AI Toolbox - Latest AI Tools and Services I am Evaluating
Llamafile - Llamafile lets you distribute and run LLMs with a single file.
Ollama - Run Llama 3.1, Phi 3, Mistral, Gemma 2, and other models. Customize and create your own.
GPT4ALL - A framework with an optimized C backend for local LLM inference designed to make running open-source models accessible.
ChatOllama - ChatOllama is an open source chatbot based on LLMs. It supports a wide range of language models and knowledge base management.
Promptapalooza - AI Prompts for Increased Productivity
Artificial Intelligence Acceptable Use Policy (AUP)
Okay, this prompt is sort of a buzzkill, but it’s an important step for an organization that wants to avoid disasters when using Generative AI in its workplace. As artificial intelligence (AI) tools become increasingly integral to business operations, an AI Acceptable Use Policy (AUP) can prevent a lot of headaches down the line. An AI AUP establishes clear guidelines for the responsible and ethical use of AI within your organization, ensuring that these powerful technologies are leveraged to their full potential while minimizing risks. This prompt can help.
How To Use This Prompt
This prompt is designed to create a very simple but understandable acceptable use policy to keep your organization aligned on the how to apply Generative AI in your workplace. It’s not a panacea but it will get you a thoughtful draft that you can adapt to your org.
# Objective
Guide business users in drafting a comprehensive AI Acceptable Use Policy that aligns with their organization's values, mitigates risks, and ensures compliance with relevant legal and regulatory standards.
# Instructions
DO NOT ECHO THE PROMPT
Conduct an interview on question at a time.
Wait for an answer before moving to the next question.
Step 1: Understand the Purpose and Scope
Define the purpose of the policy.
Q: How do you see AI benefiting your organization?
Q: What risks do you want to address with this policy (e.g., data security, intellectual property, bias)?
Determine the scope of the policy.
Q: Who will be governed by this policy? (e.g., employees, contractors, consultants)
Q: Which AI tools and applications will the policy cover?
Step 2: Establish Usage Guidelines
Outline acceptable and unacceptable uses.
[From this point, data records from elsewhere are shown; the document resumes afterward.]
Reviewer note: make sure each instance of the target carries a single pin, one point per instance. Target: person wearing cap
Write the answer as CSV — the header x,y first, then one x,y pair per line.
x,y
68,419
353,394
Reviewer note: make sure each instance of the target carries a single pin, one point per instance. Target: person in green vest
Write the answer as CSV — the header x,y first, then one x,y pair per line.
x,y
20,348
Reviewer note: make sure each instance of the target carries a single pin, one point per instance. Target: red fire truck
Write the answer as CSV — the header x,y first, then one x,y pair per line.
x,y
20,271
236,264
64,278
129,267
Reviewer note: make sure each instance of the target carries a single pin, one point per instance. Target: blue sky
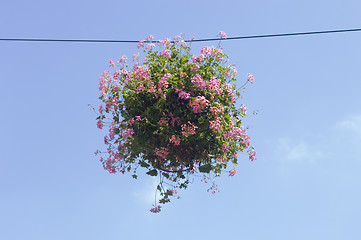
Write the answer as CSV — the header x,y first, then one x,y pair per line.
x,y
305,183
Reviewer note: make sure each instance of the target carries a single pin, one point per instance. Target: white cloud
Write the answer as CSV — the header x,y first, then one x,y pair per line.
x,y
352,124
300,152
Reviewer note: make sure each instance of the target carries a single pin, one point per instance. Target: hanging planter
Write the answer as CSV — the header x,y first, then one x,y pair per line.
x,y
174,114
Q: What specific tasks do you want AI tools to assist with in your organization?
Q: Are there any tasks where the use of AI should be restricted or prohibited?
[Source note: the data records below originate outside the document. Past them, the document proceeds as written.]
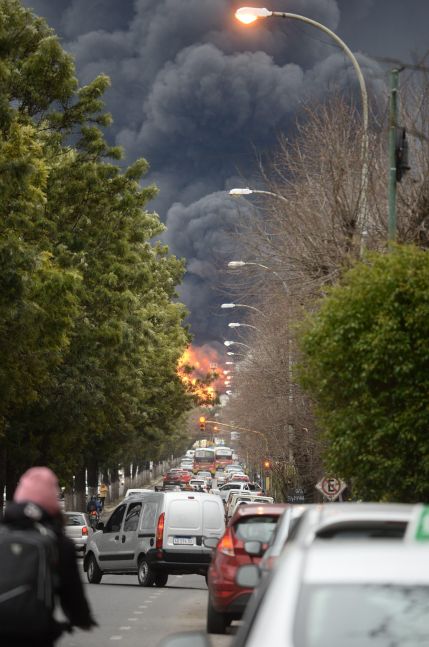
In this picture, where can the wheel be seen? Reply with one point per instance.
(216, 622)
(145, 574)
(161, 579)
(93, 572)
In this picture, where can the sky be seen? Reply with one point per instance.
(196, 93)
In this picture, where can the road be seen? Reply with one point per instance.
(132, 616)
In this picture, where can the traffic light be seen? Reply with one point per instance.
(401, 153)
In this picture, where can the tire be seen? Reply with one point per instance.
(216, 622)
(93, 572)
(145, 575)
(161, 579)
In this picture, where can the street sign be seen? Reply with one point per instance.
(331, 487)
(295, 495)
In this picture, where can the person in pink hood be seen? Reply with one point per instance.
(35, 505)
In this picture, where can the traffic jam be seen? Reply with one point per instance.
(306, 575)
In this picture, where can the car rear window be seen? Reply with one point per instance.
(257, 528)
(364, 530)
(362, 615)
(75, 520)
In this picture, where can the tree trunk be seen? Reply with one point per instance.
(80, 494)
(92, 471)
(114, 489)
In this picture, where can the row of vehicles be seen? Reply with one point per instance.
(338, 574)
(212, 459)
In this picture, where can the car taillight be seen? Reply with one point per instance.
(160, 531)
(226, 544)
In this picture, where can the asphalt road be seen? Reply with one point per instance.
(132, 616)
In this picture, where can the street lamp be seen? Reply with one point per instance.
(235, 324)
(248, 15)
(239, 343)
(248, 191)
(236, 264)
(242, 305)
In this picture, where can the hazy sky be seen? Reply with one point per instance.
(194, 92)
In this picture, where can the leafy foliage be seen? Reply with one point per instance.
(366, 364)
(86, 296)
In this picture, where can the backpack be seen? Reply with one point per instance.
(28, 561)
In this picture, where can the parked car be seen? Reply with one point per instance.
(348, 593)
(78, 529)
(198, 484)
(239, 498)
(154, 535)
(219, 477)
(224, 490)
(284, 528)
(353, 520)
(227, 601)
(134, 491)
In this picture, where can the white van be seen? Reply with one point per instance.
(154, 535)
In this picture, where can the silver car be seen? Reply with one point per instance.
(77, 528)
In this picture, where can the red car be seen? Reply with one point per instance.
(227, 600)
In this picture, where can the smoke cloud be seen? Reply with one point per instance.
(195, 93)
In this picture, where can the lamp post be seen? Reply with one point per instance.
(235, 324)
(239, 343)
(248, 15)
(242, 305)
(248, 191)
(236, 264)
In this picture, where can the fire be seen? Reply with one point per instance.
(199, 370)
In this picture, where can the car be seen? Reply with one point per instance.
(78, 529)
(134, 491)
(154, 535)
(219, 477)
(223, 491)
(198, 484)
(240, 498)
(349, 593)
(353, 520)
(284, 528)
(227, 601)
(204, 475)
Consider pre-approved tools.
Q: Do you want to provide a list of pre-approved AI tools?
Q: How will you handle requests for new or unapproved tools?
Step 3: Address Data Security and Privacy
Incorporate data security measures.
Q: What data will users be allowed to input into AI tools?
Q: Are there any sensitive data types (e.g., PII, proprietary information) that should never be used with AI?
Ensure privacy compliance.
Q: How will the policy ensure compliance with data protection regulations (e.g., GDPR)?
Step 4: Include Oversight and Accountability
Establish human oversight requirements.
Q: What level of human review will be required for AI-generated outputs?
Q: How will errors or biases in AI-generated content be handled?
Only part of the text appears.